More than anything, I felt guilty. I did not deserve this experience alone. Chicawgo is crazier about airlines and aviation than I am. I knew this would be a huge damper on the trip and he would not be happy.
So what was my near-term solution? I did what I do best: hit the bars.
In the airline industry, networking is everything. I have been so fortunate, through my connections in Chicago and previously working at Southwest, to have friends everywhere to help me out in times of need. I just so happened to have a buddy, also based in CHI, who works for UA and was in SEA at the same time, en-route to NRT to visit his significant other in Tokyo. We both have UA lounge access, so I pinged him and went over to meet him to chow down and drink my sorrows/anxiety away. He was on the UA flight to NRT leaving slightly ahead of mine out of SEA. Apparently, the UA SEA-NRT flight is the stairway to heaven for UA employees wanting to non-rev to Tokyo.

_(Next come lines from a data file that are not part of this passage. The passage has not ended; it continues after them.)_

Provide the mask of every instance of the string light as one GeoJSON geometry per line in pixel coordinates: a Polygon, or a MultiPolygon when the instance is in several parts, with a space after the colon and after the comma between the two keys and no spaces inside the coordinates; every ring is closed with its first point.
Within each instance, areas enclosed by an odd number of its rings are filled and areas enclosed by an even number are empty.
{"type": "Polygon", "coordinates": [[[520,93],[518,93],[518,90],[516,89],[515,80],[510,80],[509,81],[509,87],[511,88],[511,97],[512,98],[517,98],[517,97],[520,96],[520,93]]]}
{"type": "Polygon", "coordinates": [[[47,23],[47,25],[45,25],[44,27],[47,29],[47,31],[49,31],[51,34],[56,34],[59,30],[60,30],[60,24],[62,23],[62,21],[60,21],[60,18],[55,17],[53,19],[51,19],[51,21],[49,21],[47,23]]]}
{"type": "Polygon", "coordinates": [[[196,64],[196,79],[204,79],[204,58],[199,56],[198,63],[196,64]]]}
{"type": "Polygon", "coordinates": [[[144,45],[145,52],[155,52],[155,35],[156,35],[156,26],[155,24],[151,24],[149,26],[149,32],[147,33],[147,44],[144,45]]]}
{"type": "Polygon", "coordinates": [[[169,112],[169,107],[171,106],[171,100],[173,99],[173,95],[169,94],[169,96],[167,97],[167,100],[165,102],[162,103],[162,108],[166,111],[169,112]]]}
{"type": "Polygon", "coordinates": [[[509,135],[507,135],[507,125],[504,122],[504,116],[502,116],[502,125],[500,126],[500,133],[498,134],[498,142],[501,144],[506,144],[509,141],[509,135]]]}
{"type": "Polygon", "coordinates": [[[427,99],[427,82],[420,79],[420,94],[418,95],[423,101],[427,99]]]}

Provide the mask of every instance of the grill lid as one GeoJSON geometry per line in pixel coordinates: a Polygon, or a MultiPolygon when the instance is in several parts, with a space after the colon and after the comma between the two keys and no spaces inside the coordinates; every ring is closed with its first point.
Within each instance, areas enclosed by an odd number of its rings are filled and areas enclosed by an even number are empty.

I felt calmer as I had someone to vent to, and after a few rounds, he and I went our separate ways for our flights. I must say, the transfer experience at SEA blows. What kind of airport system is designed requiring passengers to take three separate tramways to get from one end to the other?

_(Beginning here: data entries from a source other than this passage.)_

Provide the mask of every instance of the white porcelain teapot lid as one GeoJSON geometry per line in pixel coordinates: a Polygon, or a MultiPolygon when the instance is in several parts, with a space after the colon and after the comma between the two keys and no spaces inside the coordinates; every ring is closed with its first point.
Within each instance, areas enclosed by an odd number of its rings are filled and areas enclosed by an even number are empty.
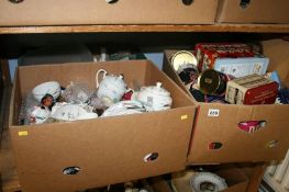
{"type": "Polygon", "coordinates": [[[154,95],[169,97],[170,93],[162,88],[162,82],[157,82],[156,86],[142,87],[141,92],[151,93],[154,95]]]}

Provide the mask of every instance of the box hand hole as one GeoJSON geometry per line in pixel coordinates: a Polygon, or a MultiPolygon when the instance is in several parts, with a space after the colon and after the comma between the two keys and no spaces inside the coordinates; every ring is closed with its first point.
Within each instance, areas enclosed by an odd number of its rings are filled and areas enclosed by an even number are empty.
{"type": "Polygon", "coordinates": [[[210,150],[215,150],[215,149],[220,149],[223,147],[223,144],[221,142],[212,142],[209,144],[209,149],[210,150]]]}
{"type": "Polygon", "coordinates": [[[77,174],[79,171],[80,171],[79,167],[73,166],[73,167],[64,168],[63,173],[66,176],[74,176],[74,174],[77,174]]]}
{"type": "Polygon", "coordinates": [[[268,148],[276,148],[276,147],[278,147],[278,144],[279,144],[278,140],[270,140],[270,142],[267,144],[267,147],[268,147],[268,148]]]}
{"type": "Polygon", "coordinates": [[[193,0],[182,0],[182,3],[186,5],[190,5],[193,2],[193,0]]]}
{"type": "Polygon", "coordinates": [[[145,162],[155,161],[157,158],[158,158],[158,154],[157,153],[152,153],[152,154],[147,154],[144,157],[144,161],[145,162]]]}
{"type": "Polygon", "coordinates": [[[10,2],[12,2],[12,3],[21,3],[21,2],[23,2],[24,0],[9,0],[10,2]]]}
{"type": "Polygon", "coordinates": [[[254,133],[260,128],[264,128],[267,125],[266,121],[246,121],[240,122],[237,127],[247,133],[254,133]]]}
{"type": "Polygon", "coordinates": [[[246,9],[246,8],[248,7],[248,4],[249,4],[249,1],[251,1],[251,0],[241,0],[241,1],[240,1],[240,7],[241,7],[242,9],[246,9]]]}

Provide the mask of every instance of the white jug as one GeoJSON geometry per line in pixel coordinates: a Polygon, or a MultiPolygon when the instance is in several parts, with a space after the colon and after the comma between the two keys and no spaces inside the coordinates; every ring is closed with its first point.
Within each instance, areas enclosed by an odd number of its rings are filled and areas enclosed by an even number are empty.
{"type": "Polygon", "coordinates": [[[137,100],[143,102],[147,111],[162,111],[171,108],[170,93],[162,88],[162,82],[156,86],[142,87],[137,100]]]}
{"type": "Polygon", "coordinates": [[[126,91],[126,83],[123,81],[123,76],[108,75],[104,69],[100,69],[96,76],[97,95],[105,100],[110,100],[111,103],[119,102],[126,91]],[[99,76],[103,74],[101,82],[99,82],[99,76]]]}

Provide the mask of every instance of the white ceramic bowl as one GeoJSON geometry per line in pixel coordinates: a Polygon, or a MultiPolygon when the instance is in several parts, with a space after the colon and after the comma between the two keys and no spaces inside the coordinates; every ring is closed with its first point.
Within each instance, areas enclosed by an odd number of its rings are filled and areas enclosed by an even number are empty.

The Terminal E Pier at SEA has a very international feeling to it. To SEA’s credit, the recent explosion of international services to Asia, the Middle East and Europe is impressive given the size of the Seattle-Tacoma area.
Despite this, the F&B (food and beverage) options suck. I was warned of this by a friend earlier. I was lucky that the UA Club had enough grub to sustain me until the flight, but I was disappointed by what was available.
At the gate area, I observed the ANA 787 in all her beauty. Sadly, this was the one picture I managed to capture. The gate alignment was truly terrible for capturing plane pornography.
Slowly, the area began to fill up. The mix of passengers seemed to break down between foreign expats living in the States, but there were a decent number of Japanese citizens as well. Note the guy on the side practicing martial arts.
I wandered around, taking pictures and such. At Seattle’s best coffee, I had a chat with a Korean Air pilot, originally from Australia, who used to work for Emirates. What a crazy world we live in!
Boarding happened fairly quickly. True to the style used by international airlines (intentionally singling out US-based ones as an exception) the entire boarding environment felt very professional. There were uniformed people stationed to help with passenger flows, handle passengers with Special Service Requests, etc. The foreign carriers know how to do it right!